Third, electronic checks
The operation of electronic cheques has been introduced to you in the 14th issue of Financial Law Court, "Online Banking Payments (II)-Legal Issues of Electronic Cheques", and will not be described in detail here.
4. New clearing house rules and advanced technical measures
According to the United States Uniform Commercial Code, if a third party issues cheques in the name of a customer without authorization, in this form of fraud, the resulting losses are generally borne by the paying bank. However, some clearing houses in the United States believe that this method of sharing responsibilities is not scientific and have modified some of their own rules. For example, in 1996, the Southwest Clearing House Association issued a new rule requiring banks to be guaranteed that there is no unauthorized signature on the cheque, which means that the cheque was not forged or counterfeit. If such a cheque appears, it is considered In violation of the prompt bank's own guarantee, the real owner of the checking account only needs to issue a forged oath certificate to prove that the check was issued without its authorization, and the check can be returned to the payment bank. The payment bank will then return the check to the prompt bank . Back in 1995, the California Association of Bankers and Clearing Houses made similar rules. At the same time, in 1996, the California Uniform Commercial Code was amended accordingly to reflect the changes in the above-mentioned liquidation rules. These measures to modify the rules all believe that compared with the paying bank, it prompts the bank to find cheque fraud more easily, and therefore should bear greater review responsibility.
In terms of technology, banks use fingerprints and other technical measures extensively. When a customer submits a check to a bank for payment, the bank requires those customers who do not have a deposit account to leave their fingerprints. If cheque fraud is discovered afterwards, the check is handed over to the relevant authorities for investigation. The fingerprint on the check can be used as an investigation. Clues and evidence. Fingerprinting methods greatly reduce cheating fraud, as those who engage in fraud are generally afraid to leave any evidence behind. According to statistics, in Texas, the use of fingerprint technology has reduced check fraud by 50%, and during the trial period in Nevada and Alabama, check fraud decreased by 40%-80%. After Great Western Bank implemented fingerprint technology, check fraud fell by 40% in 1997.
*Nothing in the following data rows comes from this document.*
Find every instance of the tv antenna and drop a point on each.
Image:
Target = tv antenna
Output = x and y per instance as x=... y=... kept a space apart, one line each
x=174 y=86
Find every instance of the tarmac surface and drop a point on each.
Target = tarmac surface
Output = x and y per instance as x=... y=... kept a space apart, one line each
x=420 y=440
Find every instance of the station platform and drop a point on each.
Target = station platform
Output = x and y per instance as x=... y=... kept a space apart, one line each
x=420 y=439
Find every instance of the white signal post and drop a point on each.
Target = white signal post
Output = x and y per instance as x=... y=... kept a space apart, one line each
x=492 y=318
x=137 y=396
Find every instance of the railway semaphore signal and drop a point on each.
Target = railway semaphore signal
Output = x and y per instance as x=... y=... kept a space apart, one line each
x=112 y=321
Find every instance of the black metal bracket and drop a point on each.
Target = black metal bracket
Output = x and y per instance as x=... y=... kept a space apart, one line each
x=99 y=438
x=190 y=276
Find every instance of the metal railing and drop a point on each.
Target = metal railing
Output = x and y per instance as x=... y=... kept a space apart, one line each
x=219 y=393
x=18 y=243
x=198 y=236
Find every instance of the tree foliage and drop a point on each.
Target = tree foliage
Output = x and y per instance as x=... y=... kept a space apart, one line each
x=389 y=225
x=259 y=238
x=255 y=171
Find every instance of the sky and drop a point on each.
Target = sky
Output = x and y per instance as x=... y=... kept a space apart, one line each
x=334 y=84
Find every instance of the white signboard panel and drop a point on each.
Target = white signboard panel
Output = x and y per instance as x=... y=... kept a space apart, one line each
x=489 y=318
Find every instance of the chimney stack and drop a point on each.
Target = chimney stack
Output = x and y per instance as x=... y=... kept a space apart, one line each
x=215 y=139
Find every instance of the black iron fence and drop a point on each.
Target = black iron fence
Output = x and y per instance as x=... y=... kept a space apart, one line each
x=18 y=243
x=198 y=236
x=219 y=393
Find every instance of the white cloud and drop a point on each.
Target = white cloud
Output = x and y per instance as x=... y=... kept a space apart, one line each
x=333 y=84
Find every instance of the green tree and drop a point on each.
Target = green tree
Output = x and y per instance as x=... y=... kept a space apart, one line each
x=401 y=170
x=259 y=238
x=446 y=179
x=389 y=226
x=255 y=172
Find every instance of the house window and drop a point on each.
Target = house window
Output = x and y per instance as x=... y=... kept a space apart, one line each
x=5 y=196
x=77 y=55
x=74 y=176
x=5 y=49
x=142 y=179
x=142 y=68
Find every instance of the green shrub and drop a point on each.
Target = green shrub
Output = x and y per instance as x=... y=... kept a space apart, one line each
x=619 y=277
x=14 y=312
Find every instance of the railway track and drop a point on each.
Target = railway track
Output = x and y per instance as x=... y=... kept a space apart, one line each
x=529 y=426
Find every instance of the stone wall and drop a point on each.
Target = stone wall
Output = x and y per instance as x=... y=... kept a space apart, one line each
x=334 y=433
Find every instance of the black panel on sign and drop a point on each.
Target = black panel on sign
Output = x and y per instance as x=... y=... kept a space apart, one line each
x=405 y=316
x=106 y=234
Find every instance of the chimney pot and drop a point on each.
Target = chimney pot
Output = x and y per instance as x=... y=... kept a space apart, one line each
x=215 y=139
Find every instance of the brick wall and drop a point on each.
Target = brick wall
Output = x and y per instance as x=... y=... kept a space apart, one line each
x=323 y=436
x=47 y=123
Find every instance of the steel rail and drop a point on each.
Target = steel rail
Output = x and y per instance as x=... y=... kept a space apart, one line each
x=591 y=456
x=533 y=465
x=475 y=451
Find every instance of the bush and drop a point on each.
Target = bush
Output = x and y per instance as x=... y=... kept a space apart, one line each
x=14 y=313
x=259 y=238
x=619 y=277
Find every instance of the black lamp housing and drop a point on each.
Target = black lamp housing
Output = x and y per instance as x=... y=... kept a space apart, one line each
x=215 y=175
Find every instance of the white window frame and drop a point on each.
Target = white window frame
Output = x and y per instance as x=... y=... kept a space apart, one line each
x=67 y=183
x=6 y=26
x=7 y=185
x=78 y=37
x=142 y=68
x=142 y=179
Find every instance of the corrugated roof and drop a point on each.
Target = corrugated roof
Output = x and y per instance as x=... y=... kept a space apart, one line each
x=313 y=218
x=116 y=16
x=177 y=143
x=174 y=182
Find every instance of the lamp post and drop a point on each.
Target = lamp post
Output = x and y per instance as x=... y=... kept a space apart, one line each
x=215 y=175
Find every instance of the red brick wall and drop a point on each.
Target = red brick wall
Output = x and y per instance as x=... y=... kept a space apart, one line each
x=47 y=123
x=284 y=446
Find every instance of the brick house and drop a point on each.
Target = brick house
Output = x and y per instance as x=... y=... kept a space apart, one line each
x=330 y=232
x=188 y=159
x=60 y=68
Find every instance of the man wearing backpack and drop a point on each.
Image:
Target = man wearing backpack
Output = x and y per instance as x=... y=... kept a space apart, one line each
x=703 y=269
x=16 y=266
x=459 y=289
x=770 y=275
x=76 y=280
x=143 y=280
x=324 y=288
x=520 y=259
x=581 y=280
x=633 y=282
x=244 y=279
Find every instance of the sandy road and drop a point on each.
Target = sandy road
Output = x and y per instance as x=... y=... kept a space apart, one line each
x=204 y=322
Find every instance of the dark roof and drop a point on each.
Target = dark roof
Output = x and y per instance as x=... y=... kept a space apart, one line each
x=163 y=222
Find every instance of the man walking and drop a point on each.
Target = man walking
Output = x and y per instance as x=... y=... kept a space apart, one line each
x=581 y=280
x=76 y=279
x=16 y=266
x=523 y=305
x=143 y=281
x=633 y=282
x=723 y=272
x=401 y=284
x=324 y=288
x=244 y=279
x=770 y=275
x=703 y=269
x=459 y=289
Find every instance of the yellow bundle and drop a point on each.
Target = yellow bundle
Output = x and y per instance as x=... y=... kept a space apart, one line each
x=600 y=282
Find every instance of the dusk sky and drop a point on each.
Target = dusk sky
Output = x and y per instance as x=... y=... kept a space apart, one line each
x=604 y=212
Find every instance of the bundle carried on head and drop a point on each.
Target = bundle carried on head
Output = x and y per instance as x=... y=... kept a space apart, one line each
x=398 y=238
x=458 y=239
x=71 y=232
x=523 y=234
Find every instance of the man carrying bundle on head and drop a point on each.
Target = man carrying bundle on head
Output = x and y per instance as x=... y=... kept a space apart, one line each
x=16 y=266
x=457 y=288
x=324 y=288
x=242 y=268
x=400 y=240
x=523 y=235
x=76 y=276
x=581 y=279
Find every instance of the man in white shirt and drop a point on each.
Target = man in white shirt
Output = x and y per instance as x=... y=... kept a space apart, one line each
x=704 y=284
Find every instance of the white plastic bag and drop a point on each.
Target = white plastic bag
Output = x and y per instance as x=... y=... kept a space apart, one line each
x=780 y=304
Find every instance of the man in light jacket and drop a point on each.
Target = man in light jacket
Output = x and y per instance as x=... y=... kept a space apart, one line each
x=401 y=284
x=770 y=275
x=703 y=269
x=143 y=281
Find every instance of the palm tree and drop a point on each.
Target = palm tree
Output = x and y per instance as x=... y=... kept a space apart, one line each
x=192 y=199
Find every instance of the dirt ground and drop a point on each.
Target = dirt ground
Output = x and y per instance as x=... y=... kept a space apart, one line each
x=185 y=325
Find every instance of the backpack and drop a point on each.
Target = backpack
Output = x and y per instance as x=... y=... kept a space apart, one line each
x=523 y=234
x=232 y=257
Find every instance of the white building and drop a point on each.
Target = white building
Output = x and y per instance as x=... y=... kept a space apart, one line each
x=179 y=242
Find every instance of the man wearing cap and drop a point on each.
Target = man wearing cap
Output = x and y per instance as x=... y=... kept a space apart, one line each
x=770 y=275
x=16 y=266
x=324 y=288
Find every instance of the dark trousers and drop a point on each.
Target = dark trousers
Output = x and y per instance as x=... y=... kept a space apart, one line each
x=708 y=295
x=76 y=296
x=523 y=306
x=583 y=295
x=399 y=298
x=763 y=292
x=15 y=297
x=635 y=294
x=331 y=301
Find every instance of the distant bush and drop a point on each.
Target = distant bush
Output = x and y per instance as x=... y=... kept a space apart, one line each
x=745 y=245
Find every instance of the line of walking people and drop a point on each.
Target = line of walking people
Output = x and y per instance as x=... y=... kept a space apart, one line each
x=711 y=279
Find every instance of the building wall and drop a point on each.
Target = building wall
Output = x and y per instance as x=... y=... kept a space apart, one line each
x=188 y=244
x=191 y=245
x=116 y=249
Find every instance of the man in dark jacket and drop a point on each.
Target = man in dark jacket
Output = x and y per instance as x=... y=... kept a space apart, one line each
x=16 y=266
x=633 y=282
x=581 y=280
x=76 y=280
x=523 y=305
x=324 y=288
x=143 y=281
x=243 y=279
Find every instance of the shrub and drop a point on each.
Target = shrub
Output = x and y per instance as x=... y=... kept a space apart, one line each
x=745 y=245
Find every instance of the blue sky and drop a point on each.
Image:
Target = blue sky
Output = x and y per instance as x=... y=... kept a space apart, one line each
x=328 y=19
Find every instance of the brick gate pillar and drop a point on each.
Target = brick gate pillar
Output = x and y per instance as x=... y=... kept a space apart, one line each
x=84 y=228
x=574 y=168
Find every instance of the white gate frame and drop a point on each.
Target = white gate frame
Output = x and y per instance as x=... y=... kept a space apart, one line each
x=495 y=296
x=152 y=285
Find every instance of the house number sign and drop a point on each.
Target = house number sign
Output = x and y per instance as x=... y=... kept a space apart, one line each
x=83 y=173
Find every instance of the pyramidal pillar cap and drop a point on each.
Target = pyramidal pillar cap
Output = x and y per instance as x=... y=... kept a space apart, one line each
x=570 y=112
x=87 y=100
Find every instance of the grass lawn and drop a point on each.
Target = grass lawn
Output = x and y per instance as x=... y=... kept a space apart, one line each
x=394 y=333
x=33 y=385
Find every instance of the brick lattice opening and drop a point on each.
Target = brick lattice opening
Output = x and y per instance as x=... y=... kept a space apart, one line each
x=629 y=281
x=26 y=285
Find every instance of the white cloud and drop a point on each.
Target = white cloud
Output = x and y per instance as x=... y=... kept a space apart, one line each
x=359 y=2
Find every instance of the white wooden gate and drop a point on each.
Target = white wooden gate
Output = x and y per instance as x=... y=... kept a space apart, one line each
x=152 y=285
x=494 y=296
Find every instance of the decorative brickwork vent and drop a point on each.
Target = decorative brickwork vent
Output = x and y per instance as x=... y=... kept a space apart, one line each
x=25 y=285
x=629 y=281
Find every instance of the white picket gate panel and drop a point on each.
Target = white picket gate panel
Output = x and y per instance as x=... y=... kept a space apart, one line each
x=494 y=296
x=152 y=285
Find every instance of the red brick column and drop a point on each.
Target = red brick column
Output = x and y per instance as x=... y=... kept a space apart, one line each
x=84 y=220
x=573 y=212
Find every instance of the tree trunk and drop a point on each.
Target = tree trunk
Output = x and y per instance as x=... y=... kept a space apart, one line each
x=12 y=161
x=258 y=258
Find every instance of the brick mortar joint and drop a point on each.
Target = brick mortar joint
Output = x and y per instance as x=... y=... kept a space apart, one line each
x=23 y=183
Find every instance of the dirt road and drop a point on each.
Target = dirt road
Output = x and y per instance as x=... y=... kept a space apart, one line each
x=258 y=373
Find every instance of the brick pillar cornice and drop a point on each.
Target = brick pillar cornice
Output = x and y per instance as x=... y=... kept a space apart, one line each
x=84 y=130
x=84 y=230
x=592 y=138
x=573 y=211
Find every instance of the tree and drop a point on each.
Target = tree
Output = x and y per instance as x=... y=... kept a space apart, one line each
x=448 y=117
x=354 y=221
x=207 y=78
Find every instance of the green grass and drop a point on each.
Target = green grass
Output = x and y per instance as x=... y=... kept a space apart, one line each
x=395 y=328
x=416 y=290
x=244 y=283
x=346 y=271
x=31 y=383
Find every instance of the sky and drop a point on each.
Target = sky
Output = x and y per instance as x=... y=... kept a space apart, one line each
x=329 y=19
There are also many other technical means. For example, the First Union Bank of Connecticut in Connecticut uses ATM camera technology to measure information about the human face, such as the distance between the eyes and the distance from the tip of the nose to the forehead. Distance; Citybank is also investigating and preparing to implement eye scanning technology, especially iris scanning. Some other banks also use voice recognition technology, etc. All these technologies can also be used to prevent cheque fraud. In addition, some banks have also developed anti-short check software, or prevented the occurrence of cheating fraud through other electronic means.